O problema ocorrido após o apito final foi fruto da frustração de torcedores com o resultado, mas de forma alguma se justifica. Torcedores que amam o clube, suas famílias, além de profissionais atuando no jogo não podem ficar reféns, retidos no estádio, em função da ação de selvagens.
Cabe reflexão mais ampla e profunda sobre os fatos por parte da sociedade. Diferentemente de outros eventos no Rio de Janeiro, como o Rock In Rio ou o Carnaval que mobilizam enorme interesse e têm escassez de ingressos, o futebol padece de problemas mais graves. Existe a “tradição” nefasta do torcedor que não possui ingresso em forçar a entrada no estádio; a infiltração de desordeiros em torcidas organizadas e o espírito de agressividade muito maior do que em outras atividades culturais. Tudo isso faz com que o controle de público em jogos de futebol seja muito mais complexo.
Se considerarmos a praça em que o espetáculo é realizado, cabe ressaltar que o Maracanã é um estádio grande, urbano, dentro de um bairro populoso, o que faz com o que o acesso a ele seja fácil, o que, paradoxalmente facilita a invasão de torcedor, o que aconteceu até mesmo na Copa do Mundo.
Portanto, consideramos equivocada a justificativa dada pelo comandante do Grupamento Especial de Policiamento em Estádios de que apenas um fator – o uso de cartões-ingressos descarregados por sócio-torcedores mal-intencionados – seja a razão predominante para os acontecimentos de ontem. É importante citar que cartões-ingresso são amplamente utilizados em eventos esportivos no mundo todo, inclusive no Brasil, e são uma forma de oferecer conforto e comodidade aos torcedores que fazem uma contribuição fundamental ao Flamengo, além de representarem um fator inibidor do cambismo e de confusões na venda de ingressos, como as grandes filas e quebra-quebras em bilheterias.
Um jogo decisivo do Flamengo, com lotação máxima apresenta muito maior risco e complexidade no que diz respeito ao acesso de torcedores do que uma partida de Copa do Mundo, em função das diferenças de perfil dos públicos envolvidos. Em compensação, a mobilização e o planejamento dos órgãos públicos para uma partida como a de ontem é incomparavelmente menor do que o realizado nos jogos do Mundial de 2014.
Outro ponto que torna o planejamento para partidas de grande apelo é o fenômeno das torcidas organizadas, movimento criado há cerca de 50 anos, que surgiu com o propósito de incentivo ao time, mas que hoje é associado a episódios de invasão, vandalismo e violência.
Some-se a isso o hábito dos torcedores em geral em postergarem sua entrada no estádio, a compra de ingressos, muitas vezes falsos, em cambistas e a já citada utilização indevida dos cartões de sócio-torcedor.

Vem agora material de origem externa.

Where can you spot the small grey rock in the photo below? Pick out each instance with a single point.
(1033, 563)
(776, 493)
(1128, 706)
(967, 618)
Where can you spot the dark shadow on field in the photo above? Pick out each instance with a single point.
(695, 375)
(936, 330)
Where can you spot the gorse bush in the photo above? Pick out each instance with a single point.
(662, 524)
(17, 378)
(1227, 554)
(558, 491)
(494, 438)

A título de informação, em reuniões operacionais antes da partida, o Flamengo notificou o Comando Maior da Polícia, assim como o GEPE, o 6º Batalhão (Tijuca) e a Guarda Municipal, solicitando o maior efetivo possível, dado o grande apelo da partida. Por sua vez, contratou quase mil seguranças privados para atuar a partir do momento da revista e acesso a catracas e em vários setores dentro do estádio.
Mesmo assim, tal mobilização pública e privada não foi suficiente para impedir os problemas, que aconteceram não só no Maracanã, como também em diversas ruas dos bairros próximos ao estádio, estações de trem e estações de metrô.

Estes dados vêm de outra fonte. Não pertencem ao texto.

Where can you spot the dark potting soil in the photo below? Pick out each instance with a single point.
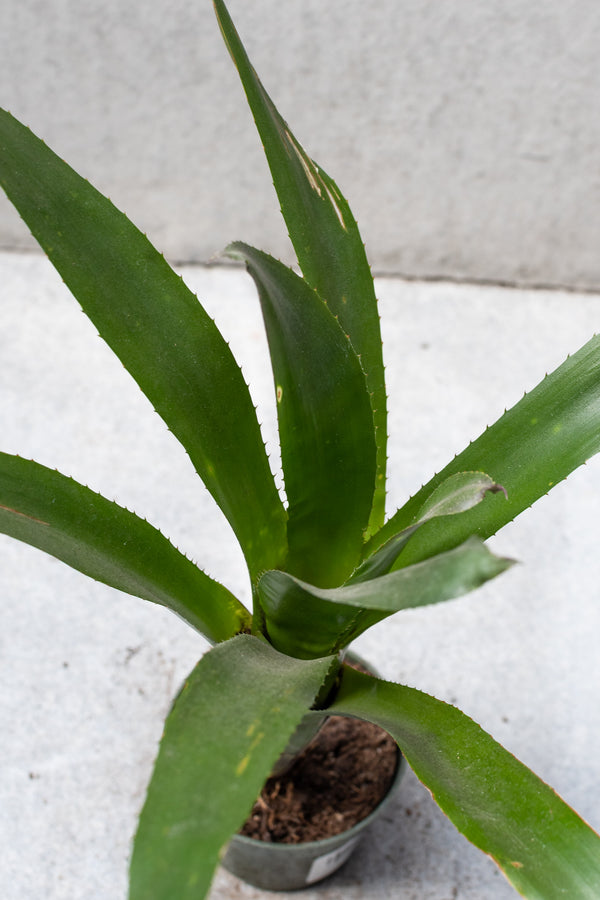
(336, 782)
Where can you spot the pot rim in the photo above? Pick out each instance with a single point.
(348, 834)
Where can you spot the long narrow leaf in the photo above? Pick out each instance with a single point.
(101, 539)
(544, 848)
(307, 621)
(325, 423)
(532, 447)
(455, 495)
(157, 328)
(224, 734)
(325, 237)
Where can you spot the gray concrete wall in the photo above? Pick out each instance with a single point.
(464, 133)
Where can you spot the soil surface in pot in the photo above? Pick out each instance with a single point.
(336, 782)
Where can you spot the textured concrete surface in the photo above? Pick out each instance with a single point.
(88, 674)
(463, 133)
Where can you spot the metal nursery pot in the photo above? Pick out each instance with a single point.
(286, 867)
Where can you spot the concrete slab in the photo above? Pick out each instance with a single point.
(88, 673)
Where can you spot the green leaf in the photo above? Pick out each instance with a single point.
(532, 447)
(101, 539)
(545, 850)
(308, 622)
(225, 732)
(325, 423)
(455, 495)
(157, 328)
(325, 237)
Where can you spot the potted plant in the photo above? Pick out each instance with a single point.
(325, 566)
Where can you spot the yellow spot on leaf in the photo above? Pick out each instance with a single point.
(242, 765)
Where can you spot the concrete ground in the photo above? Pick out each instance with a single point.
(88, 673)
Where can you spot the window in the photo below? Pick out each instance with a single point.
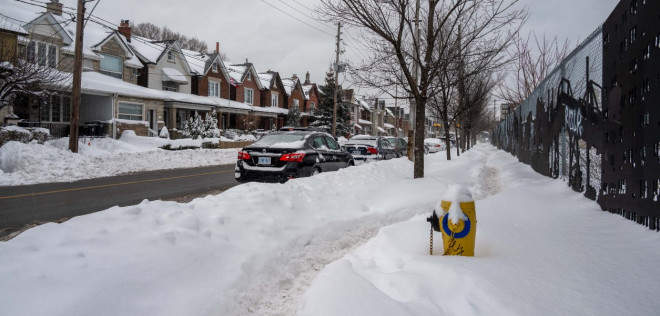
(170, 86)
(214, 89)
(249, 96)
(130, 111)
(633, 34)
(112, 66)
(45, 111)
(42, 53)
(274, 99)
(66, 109)
(318, 143)
(56, 109)
(332, 144)
(52, 56)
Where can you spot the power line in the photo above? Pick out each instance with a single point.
(306, 7)
(312, 26)
(305, 15)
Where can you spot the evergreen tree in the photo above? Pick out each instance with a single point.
(193, 127)
(293, 119)
(210, 128)
(323, 115)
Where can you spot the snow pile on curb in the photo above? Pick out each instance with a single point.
(101, 157)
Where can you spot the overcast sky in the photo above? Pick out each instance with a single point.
(273, 40)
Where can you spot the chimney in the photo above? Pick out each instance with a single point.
(54, 7)
(125, 29)
(307, 78)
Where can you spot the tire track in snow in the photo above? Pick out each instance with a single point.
(488, 183)
(276, 287)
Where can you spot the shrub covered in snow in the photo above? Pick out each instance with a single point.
(41, 135)
(196, 127)
(164, 133)
(19, 134)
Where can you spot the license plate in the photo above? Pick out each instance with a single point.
(264, 161)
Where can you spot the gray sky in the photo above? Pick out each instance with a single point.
(272, 40)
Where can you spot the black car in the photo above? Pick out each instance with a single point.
(367, 148)
(280, 156)
(400, 145)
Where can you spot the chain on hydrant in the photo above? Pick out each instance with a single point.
(435, 225)
(457, 222)
(431, 246)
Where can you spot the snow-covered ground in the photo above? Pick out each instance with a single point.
(352, 242)
(102, 157)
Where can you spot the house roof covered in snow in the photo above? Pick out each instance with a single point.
(291, 84)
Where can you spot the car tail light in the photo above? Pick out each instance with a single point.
(296, 157)
(243, 155)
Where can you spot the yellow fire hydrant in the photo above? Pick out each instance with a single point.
(457, 222)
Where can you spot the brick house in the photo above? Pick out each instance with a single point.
(108, 64)
(295, 95)
(245, 87)
(273, 95)
(311, 94)
(9, 33)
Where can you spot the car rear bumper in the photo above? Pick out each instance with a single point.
(247, 173)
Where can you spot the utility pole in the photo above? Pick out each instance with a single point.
(334, 104)
(412, 117)
(494, 117)
(77, 78)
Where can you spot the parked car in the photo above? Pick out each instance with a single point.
(400, 145)
(435, 144)
(367, 148)
(280, 156)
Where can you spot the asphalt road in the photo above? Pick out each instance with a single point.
(21, 205)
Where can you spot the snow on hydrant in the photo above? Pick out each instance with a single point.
(457, 222)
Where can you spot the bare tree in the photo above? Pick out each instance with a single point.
(390, 27)
(147, 30)
(476, 103)
(154, 32)
(534, 59)
(23, 72)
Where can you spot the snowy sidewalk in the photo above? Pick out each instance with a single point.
(541, 249)
(255, 249)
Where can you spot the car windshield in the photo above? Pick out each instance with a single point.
(362, 141)
(288, 140)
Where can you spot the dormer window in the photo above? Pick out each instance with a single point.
(112, 66)
(42, 53)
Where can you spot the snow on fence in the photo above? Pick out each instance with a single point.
(591, 125)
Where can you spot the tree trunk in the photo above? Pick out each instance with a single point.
(420, 116)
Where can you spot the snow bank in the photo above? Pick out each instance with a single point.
(541, 249)
(101, 157)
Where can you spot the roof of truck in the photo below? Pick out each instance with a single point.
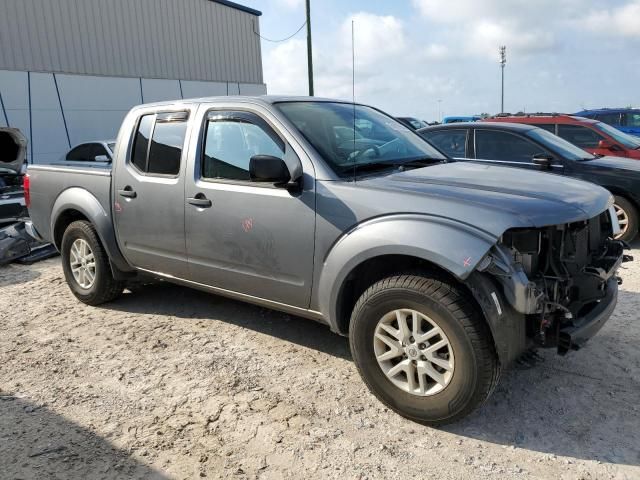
(266, 99)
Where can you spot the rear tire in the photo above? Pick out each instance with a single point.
(449, 382)
(628, 213)
(86, 265)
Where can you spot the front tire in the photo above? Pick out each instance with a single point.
(627, 217)
(422, 348)
(86, 265)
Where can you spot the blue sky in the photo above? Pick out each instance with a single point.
(563, 55)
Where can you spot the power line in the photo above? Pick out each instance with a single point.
(282, 40)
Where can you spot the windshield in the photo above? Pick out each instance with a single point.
(559, 145)
(620, 137)
(376, 139)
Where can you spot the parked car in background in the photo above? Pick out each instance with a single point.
(590, 135)
(625, 119)
(96, 151)
(458, 119)
(525, 146)
(441, 273)
(412, 122)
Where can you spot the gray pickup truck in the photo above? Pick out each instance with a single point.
(441, 273)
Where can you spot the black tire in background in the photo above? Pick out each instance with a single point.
(631, 216)
(104, 288)
(476, 369)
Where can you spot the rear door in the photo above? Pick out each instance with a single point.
(451, 141)
(149, 194)
(251, 238)
(507, 149)
(583, 137)
(632, 123)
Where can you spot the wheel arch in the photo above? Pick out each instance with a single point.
(79, 204)
(364, 255)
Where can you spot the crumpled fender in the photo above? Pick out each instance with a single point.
(453, 246)
(82, 200)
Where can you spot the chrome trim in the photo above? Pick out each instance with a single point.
(513, 163)
(102, 172)
(303, 312)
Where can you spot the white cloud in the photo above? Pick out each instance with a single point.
(290, 4)
(376, 38)
(285, 68)
(623, 21)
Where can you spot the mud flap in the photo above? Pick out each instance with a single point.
(17, 245)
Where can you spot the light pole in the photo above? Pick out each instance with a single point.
(503, 62)
(309, 52)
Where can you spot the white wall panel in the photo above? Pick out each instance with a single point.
(155, 90)
(49, 138)
(203, 89)
(253, 89)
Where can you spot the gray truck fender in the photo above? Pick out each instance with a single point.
(79, 199)
(455, 247)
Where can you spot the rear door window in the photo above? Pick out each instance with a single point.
(452, 142)
(159, 142)
(632, 120)
(583, 137)
(80, 153)
(505, 146)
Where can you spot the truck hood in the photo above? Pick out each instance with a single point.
(496, 198)
(13, 151)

Dada tal escalada de violência, o Flamengo se propõe a, junto com os órgãos públicos, encontrar soluções para que seus jogos decisivos no Maracanã tenham o efetivo de segurança adequado, planejamento e bloqueios de ruas compatíveis com sua complexidade, uma vez que a Polícia Militar do Rio de Janeiro tem encontrado muitas dificuldades do ponto de vista de estrutura e contingente para realizar seu trabalho nas praças esportivas e outros pontos do Estado.”